Fighting Against Disparities
It’s not just sharing that Con P de Párkinson is seeking. They’re also committed to expanding Spanish-language resources for people with movement disorders. “Having tools in your language is empowering to the umpteenth level,” Sabela said. It opens up understanding and education, and this creates new possibilities for living well with the disease.
“Just think about it,” Sabela told me, “How much do most Parkinson’s organizations dedicate to writing in English? To preparing documents, to preparing their websites? Their Spanish-speaking audience deserves the same attention.” The Hispanic community is not an aside. All people are worthy of the information they need to live well.
“The IRS reports of these organizations are public,” she said. “When I see the [disparity in funding for our Hispanic community], it’s a tough pill to swallow…People deserve to not feel neglected. No one should be left behind. Everyone should have the same access to care. The same access to information. And the same opportunity to ask questions.
Women Are Pivotal to Change
In order to best equip our Spanish-speaking community with the resources and education they need, Sabela believes that women are key. “There’s nothing monolithic,” she said, “but in the Hispanic and Latino world, traditionally,” there are pivotal people who are trusted and relied upon to disseminate information. “There’s the priest, there’s the doctor, and then, in the home, there are the women.”
“Women talk a lot,” she said, laughing. “Women come together to share stories and information. They will gather and talk for hours. And, so, without realizing it, we women are disseminators of information.”

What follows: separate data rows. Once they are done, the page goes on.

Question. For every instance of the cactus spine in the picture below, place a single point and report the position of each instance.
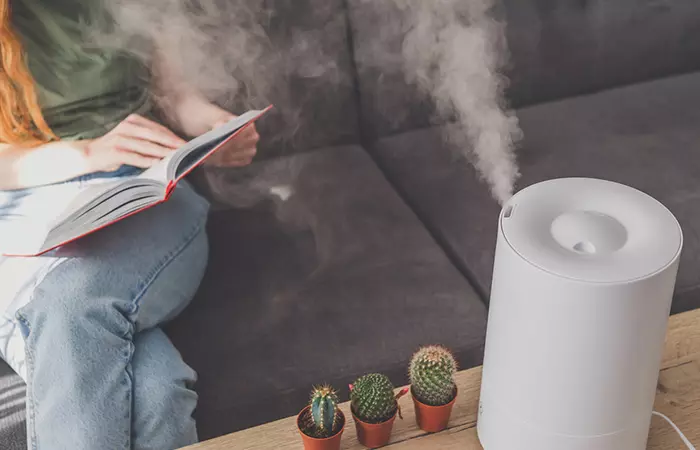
(432, 372)
(324, 416)
(372, 398)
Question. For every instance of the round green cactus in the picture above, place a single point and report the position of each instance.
(372, 398)
(432, 372)
(324, 418)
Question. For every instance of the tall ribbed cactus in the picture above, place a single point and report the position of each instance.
(372, 398)
(432, 372)
(324, 418)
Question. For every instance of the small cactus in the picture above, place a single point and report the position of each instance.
(324, 418)
(432, 372)
(372, 398)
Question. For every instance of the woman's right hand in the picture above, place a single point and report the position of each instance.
(136, 141)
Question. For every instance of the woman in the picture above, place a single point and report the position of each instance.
(82, 324)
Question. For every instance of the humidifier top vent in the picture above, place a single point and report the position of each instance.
(591, 230)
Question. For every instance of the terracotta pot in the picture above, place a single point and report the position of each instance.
(311, 443)
(433, 418)
(374, 435)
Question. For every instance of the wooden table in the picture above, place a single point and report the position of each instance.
(678, 396)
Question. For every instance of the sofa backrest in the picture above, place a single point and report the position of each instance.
(307, 75)
(558, 48)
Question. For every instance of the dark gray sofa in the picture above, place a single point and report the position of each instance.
(386, 241)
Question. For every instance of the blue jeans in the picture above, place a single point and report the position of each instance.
(100, 371)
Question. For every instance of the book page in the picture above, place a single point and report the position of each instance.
(199, 148)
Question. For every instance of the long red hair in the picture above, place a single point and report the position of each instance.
(21, 120)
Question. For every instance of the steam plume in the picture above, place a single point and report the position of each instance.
(454, 51)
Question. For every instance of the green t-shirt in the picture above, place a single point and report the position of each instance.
(83, 91)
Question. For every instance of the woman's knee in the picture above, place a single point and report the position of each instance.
(163, 396)
(175, 286)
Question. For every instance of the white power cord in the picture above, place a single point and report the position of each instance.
(680, 433)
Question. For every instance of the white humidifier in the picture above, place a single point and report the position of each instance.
(582, 286)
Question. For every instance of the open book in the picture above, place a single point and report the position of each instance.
(101, 205)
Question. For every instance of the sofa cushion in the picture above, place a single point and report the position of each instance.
(645, 135)
(319, 274)
(13, 427)
(558, 48)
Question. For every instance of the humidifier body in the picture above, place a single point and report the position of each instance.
(581, 293)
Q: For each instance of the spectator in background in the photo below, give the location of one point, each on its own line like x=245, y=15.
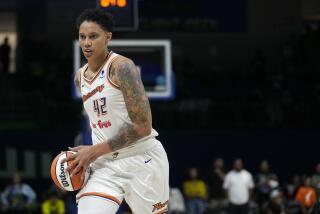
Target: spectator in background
x=265, y=182
x=238, y=184
x=195, y=191
x=306, y=196
x=176, y=202
x=276, y=205
x=5, y=55
x=18, y=197
x=53, y=205
x=292, y=187
x=215, y=182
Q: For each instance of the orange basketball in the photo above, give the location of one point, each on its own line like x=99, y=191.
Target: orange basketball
x=61, y=178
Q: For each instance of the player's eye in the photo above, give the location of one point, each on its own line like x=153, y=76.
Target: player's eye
x=93, y=36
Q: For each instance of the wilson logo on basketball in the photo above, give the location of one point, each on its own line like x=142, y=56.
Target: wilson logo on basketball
x=93, y=92
x=63, y=176
x=161, y=206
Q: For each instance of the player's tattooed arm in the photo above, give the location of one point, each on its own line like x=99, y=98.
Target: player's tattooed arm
x=77, y=79
x=129, y=80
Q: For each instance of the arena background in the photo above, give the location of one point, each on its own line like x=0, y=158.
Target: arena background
x=246, y=84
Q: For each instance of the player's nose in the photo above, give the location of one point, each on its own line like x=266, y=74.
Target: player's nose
x=87, y=43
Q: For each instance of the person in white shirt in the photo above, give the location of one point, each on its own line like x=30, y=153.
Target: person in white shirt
x=176, y=202
x=238, y=185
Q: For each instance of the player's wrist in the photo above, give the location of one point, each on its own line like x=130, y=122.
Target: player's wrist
x=101, y=149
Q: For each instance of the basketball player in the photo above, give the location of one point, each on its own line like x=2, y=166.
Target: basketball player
x=126, y=160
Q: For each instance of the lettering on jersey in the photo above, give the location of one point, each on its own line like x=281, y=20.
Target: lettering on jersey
x=101, y=124
x=93, y=92
x=99, y=106
x=102, y=75
x=160, y=206
x=115, y=155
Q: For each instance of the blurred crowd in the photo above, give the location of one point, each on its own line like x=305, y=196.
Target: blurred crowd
x=238, y=191
x=19, y=197
x=219, y=191
x=278, y=89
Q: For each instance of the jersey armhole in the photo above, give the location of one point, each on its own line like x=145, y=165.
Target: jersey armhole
x=108, y=75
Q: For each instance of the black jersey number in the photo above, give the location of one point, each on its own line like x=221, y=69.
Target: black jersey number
x=99, y=106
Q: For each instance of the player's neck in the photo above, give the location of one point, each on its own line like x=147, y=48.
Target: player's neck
x=96, y=64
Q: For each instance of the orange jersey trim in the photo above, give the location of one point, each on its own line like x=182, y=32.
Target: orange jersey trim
x=108, y=75
x=112, y=198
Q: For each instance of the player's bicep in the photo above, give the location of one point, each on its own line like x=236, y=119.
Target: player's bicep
x=131, y=85
x=77, y=79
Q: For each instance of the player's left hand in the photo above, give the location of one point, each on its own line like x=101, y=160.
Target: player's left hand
x=81, y=160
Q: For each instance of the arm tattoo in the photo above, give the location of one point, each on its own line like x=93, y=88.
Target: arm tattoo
x=137, y=105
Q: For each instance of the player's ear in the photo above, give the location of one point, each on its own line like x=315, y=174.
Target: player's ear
x=108, y=36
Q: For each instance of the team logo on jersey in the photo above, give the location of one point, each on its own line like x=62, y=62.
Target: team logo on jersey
x=115, y=155
x=160, y=206
x=93, y=92
x=102, y=75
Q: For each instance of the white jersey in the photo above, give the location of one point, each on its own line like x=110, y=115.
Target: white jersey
x=139, y=173
x=104, y=104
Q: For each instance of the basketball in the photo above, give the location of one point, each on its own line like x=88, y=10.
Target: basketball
x=61, y=178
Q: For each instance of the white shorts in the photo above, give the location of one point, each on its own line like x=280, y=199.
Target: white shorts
x=140, y=175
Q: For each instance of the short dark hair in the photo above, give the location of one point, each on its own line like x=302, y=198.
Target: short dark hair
x=99, y=16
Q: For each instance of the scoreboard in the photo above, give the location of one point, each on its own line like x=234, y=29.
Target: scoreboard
x=125, y=13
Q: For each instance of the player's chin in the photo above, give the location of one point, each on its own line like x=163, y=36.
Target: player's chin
x=88, y=55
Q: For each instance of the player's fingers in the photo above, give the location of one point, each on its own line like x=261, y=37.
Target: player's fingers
x=75, y=149
x=76, y=170
x=68, y=158
x=83, y=172
x=71, y=166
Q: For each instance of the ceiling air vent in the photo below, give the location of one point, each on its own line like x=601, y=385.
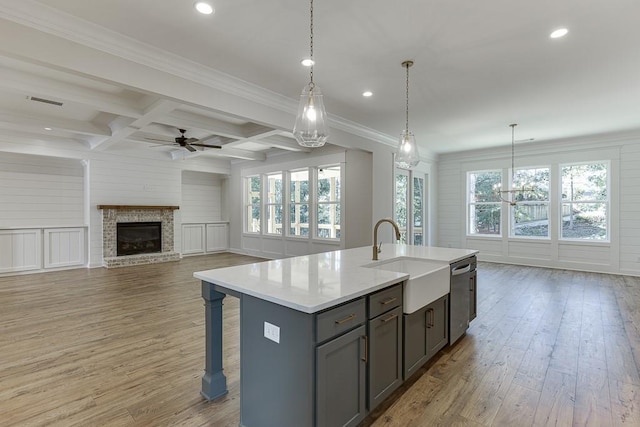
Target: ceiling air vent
x=45, y=101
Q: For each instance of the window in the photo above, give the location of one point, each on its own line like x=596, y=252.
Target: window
x=328, y=203
x=252, y=204
x=530, y=217
x=484, y=206
x=299, y=199
x=401, y=203
x=410, y=202
x=273, y=206
x=585, y=201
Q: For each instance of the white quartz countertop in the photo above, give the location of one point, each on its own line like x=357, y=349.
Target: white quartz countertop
x=312, y=283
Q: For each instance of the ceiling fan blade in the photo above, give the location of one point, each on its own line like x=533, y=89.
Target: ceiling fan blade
x=207, y=146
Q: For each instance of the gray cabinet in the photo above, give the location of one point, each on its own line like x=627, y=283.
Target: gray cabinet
x=385, y=344
x=473, y=297
x=437, y=321
x=341, y=380
x=341, y=364
x=425, y=333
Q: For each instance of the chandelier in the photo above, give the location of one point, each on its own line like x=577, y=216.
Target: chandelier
x=514, y=195
x=406, y=156
x=310, y=129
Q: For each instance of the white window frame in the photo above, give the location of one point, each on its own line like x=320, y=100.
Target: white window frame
x=547, y=203
x=290, y=203
x=606, y=202
x=333, y=227
x=470, y=204
x=248, y=204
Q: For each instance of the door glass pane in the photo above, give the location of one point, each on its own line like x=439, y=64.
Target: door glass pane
x=418, y=211
x=584, y=221
x=484, y=219
x=402, y=196
x=299, y=186
x=299, y=220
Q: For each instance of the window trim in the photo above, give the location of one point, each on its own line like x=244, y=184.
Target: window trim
x=607, y=202
x=511, y=209
x=469, y=204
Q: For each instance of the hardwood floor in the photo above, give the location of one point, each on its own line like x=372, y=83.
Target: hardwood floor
x=125, y=347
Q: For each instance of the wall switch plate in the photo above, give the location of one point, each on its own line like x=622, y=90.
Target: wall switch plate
x=272, y=332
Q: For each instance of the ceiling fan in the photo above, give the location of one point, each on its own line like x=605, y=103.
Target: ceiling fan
x=188, y=143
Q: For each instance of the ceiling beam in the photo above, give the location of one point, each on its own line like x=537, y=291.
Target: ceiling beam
x=20, y=82
x=122, y=128
x=9, y=120
x=283, y=143
x=222, y=152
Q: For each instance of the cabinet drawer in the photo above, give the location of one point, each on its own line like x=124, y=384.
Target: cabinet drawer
x=385, y=300
x=340, y=319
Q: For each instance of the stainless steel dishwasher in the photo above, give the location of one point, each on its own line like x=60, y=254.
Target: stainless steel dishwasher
x=459, y=301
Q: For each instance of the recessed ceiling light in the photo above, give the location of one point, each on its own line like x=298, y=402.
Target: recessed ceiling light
x=204, y=8
x=560, y=32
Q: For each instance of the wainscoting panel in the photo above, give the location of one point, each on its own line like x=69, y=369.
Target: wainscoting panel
x=64, y=247
x=193, y=239
x=20, y=250
x=217, y=237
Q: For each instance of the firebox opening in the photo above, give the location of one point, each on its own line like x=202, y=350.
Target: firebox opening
x=138, y=238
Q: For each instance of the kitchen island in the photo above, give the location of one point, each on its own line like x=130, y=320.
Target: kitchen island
x=314, y=330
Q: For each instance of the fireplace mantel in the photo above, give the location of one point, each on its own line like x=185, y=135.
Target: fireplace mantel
x=122, y=207
x=113, y=214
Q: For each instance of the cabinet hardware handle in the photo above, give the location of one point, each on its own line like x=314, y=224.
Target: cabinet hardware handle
x=346, y=319
x=366, y=349
x=389, y=318
x=388, y=300
x=430, y=318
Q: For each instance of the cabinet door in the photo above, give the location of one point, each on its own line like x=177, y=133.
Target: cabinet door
x=340, y=380
x=437, y=326
x=415, y=341
x=473, y=297
x=385, y=355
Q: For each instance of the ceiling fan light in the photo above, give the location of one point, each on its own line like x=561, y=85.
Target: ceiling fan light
x=310, y=129
x=560, y=32
x=204, y=8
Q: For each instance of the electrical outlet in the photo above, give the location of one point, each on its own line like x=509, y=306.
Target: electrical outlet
x=272, y=332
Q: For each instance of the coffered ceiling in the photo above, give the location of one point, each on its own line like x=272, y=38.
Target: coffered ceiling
x=479, y=66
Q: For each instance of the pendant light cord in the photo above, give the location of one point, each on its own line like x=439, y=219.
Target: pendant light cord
x=513, y=169
x=407, y=65
x=311, y=85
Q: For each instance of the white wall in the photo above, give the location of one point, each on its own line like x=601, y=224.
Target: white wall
x=61, y=183
x=202, y=197
x=620, y=255
x=38, y=191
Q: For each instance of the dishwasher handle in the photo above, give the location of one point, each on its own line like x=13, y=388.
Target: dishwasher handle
x=461, y=270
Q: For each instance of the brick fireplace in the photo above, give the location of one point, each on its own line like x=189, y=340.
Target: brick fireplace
x=114, y=214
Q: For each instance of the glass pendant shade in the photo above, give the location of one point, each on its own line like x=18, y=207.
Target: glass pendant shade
x=310, y=129
x=407, y=155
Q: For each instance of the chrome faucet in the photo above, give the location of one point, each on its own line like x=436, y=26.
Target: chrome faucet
x=378, y=247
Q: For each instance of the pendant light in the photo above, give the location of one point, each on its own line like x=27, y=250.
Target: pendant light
x=514, y=195
x=310, y=129
x=407, y=155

If women have access to healthcare information in Spanish, the effect not only on themselves but their families and neighbors would be powerful.
The Balm of Storytelling
In the Parkinson’s community, we often use the metaphor of an iceberg to describe the experience of living with Parkinson’s. Part of the iceberg is visible, just as some motor symptoms are visible to others. But a large part of the iceberg is hidden beneath the water. In Parkinson’s, this often represents the non-motor symptoms, such as apathy, depression, or anxiety, which cannot be seen with just the eyes.
“We live in the Instagram world where everybody’s happy and smiling,” Sabela said, “and that’s just not the real world.” This is why Sabela believes one of the greatest gifts we can give each other is the truth of our stories. “Sure, we want to share pretty stories and pretty pictures, but there are times when you have to share the war stories, too. Know that that’s okay.”
By sharing our challenges, our dark climbs up the metaphorical mountain, Sabela believes we have the power to touch lives without even knowing it. “Just share your stories,” she said. “There will be someone, somewhere, who will be thankful for that story. You might never hear about them, you might never meet them, but just do it anyway.”
Stories remind us we’re not alone, in our joys and our struggles. And that’s comforting.
“It’s the most incredible and amazing way to connect,” Sabela said. “It makes me feel blessed for this very powerful community.”